Death certainly was no stranger to doctors. Of all vocations, doctors dealt with death more than almost anyone. Surgeons, moreover, not infrequently were helpless to prevent death even during their ministrations. Koesler had suffered only momentary shock when hearing surgeons refer to a part for the whole—as in operating on a “hand” or a “head.” But Koesler had not been prepared for Dr. Kim’s elation that a “head” had expired in emergency . . . so that no extra time would have to be expended for the “hand.”
Of all four of Koesler’s suspects, Kim was, by far, the most likely. He had a motive, arguably the strongest of the four. He certainly had the means. The operating room would be to him like a second home. And of the four, Kim seemed most at home with death and most casual in his attitude toward it.

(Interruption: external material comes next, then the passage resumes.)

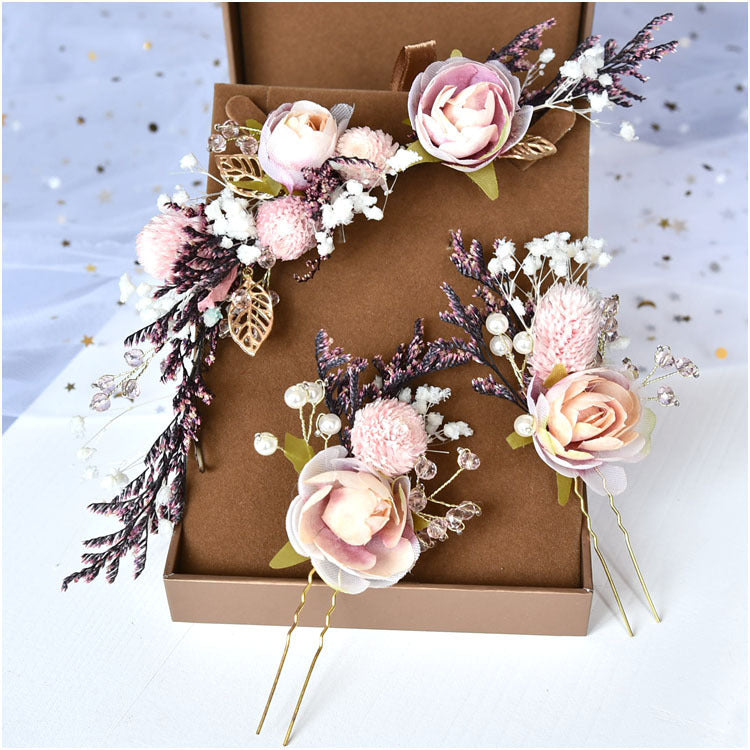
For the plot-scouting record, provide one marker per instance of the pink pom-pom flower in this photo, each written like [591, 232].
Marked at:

There was one person he hadn’t considered. Now that he thought about it—and he hadn’t before—Dr. Fred Scott was certainly suspectable, particularly from an opportunity standpoint. He was certainly as conversant with hospital procedures as any of the others. Although he and Koesler had established a rapport, Koesler was conscious that it was always possible that Scott’s befriending him could have an ulterior motive. And Scott was not a creampuff; he had the grit and the spine—and the stick-to-it-iveness—to carry him along any path he chose, without looking back or suffering second thoughts.